Maybe even more dramatic example of this is DeepWiki where it's not just the raw content of these files. This is from Devin, but also they have Devin basically do analysis of the GitHub repo, and Devin basically builds up a whole docs pages just for your repo, and you can imagine that this is even more helpful to copy-paste into your LLM.

So I love all the little tools that basically where you just change the URL and it makes something accessible to an LLM. So this is all well and great, and I think there should be a lot more of it.

One more note I wanted to make is that it is absolutely possible that in the future — this is not even future, this is today — LLMs will be able to go around and they'll be able to click stuff and so on, but I still think it's very worth basically meeting LLMs halfway and making it easier for them to access all this information because this is still fairly expensive to use and a lot more difficult.

And so I do think that lots of software — there will be a long tail where it won't adapt apps because these are not live player sort of repositories or digital infrastructure, and we will need these tools. But I think for everyone else, I think it's very worth meeting in some middle point. So I'm bullish on both if that makes sense.

Conclusion #

So in summary, what an amazing time to get into the industry. We need to rewrite a ton of code. A ton of code will be written by professionals and by coders. These LLMs are kind of like utilities, kind of like fabs, but they're especially like operating systems. But it's so early. It's like 1960s of operating systems, and I think a lot of the analogies cross over.

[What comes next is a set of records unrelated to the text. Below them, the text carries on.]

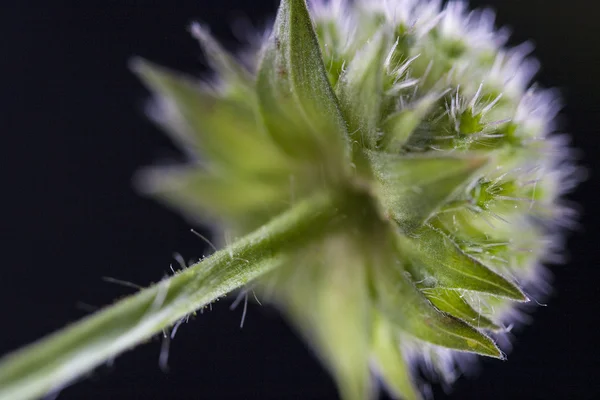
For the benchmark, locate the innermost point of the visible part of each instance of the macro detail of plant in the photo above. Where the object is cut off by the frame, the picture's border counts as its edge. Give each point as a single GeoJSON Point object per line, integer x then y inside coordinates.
{"type": "Point", "coordinates": [392, 176]}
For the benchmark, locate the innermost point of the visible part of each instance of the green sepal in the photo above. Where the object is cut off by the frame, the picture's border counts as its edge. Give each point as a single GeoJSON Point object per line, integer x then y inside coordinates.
{"type": "Point", "coordinates": [451, 302]}
{"type": "Point", "coordinates": [328, 299]}
{"type": "Point", "coordinates": [404, 306]}
{"type": "Point", "coordinates": [390, 363]}
{"type": "Point", "coordinates": [437, 261]}
{"type": "Point", "coordinates": [226, 131]}
{"type": "Point", "coordinates": [360, 90]}
{"type": "Point", "coordinates": [296, 100]}
{"type": "Point", "coordinates": [412, 188]}
{"type": "Point", "coordinates": [200, 194]}
{"type": "Point", "coordinates": [398, 127]}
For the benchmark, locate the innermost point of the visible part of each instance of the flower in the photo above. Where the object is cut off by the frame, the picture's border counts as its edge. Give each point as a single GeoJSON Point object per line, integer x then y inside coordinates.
{"type": "Point", "coordinates": [425, 126]}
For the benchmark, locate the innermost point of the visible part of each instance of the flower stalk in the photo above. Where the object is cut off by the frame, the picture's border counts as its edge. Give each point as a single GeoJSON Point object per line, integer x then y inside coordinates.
{"type": "Point", "coordinates": [71, 353]}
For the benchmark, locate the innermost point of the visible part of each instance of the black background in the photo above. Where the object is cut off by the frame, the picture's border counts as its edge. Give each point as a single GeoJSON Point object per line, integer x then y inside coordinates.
{"type": "Point", "coordinates": [73, 133]}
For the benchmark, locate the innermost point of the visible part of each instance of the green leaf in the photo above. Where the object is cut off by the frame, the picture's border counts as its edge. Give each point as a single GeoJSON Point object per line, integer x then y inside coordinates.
{"type": "Point", "coordinates": [200, 194]}
{"type": "Point", "coordinates": [360, 90]}
{"type": "Point", "coordinates": [406, 307]}
{"type": "Point", "coordinates": [297, 102]}
{"type": "Point", "coordinates": [412, 188]}
{"type": "Point", "coordinates": [451, 302]}
{"type": "Point", "coordinates": [437, 261]}
{"type": "Point", "coordinates": [390, 362]}
{"type": "Point", "coordinates": [225, 130]}
{"type": "Point", "coordinates": [326, 295]}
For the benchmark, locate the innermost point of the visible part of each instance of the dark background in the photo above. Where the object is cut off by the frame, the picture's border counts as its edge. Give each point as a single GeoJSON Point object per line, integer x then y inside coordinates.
{"type": "Point", "coordinates": [73, 133]}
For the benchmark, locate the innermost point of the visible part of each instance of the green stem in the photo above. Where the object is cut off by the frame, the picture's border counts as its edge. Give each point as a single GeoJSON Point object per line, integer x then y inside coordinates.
{"type": "Point", "coordinates": [66, 355]}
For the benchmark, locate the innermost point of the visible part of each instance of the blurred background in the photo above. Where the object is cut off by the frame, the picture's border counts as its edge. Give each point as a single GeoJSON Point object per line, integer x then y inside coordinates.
{"type": "Point", "coordinates": [74, 132]}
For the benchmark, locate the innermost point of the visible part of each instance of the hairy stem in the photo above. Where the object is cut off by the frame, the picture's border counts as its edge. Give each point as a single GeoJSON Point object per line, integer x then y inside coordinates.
{"type": "Point", "coordinates": [66, 355]}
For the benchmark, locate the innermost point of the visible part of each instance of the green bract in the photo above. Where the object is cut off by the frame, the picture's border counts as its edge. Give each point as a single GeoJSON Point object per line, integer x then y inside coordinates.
{"type": "Point", "coordinates": [391, 173]}
{"type": "Point", "coordinates": [420, 116]}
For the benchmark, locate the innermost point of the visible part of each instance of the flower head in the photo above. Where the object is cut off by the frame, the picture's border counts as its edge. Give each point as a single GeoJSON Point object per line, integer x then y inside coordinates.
{"type": "Point", "coordinates": [425, 125]}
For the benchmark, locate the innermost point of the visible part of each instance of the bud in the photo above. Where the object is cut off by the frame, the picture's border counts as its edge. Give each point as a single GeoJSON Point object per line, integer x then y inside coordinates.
{"type": "Point", "coordinates": [421, 119]}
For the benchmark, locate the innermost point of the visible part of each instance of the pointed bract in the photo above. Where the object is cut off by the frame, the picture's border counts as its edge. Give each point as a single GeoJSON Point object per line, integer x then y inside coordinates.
{"type": "Point", "coordinates": [437, 261]}
{"type": "Point", "coordinates": [297, 102]}
{"type": "Point", "coordinates": [412, 188]}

And these LLMs are like these fallible people spirits that we have to learn to work with. And in order to do that properly, we need to adjust our infrastructure towards it. So when you're building these LLM apps, I describe some of the ways of working effectively with these LLMs and some of the tools that make that possible and how you can spin this loop very, very quickly and basically create partial autonomy products and then a lot of code has to also be written for the agents more directly.

But in any case, going back to the Iron Man suit analogy, I think what we'll see over the next decade roughly is we're going to take the slider from left to right. And I'm very interested. It's going to be very interesting to see what that looks like. And I can't wait to build it with all of you. Thank you.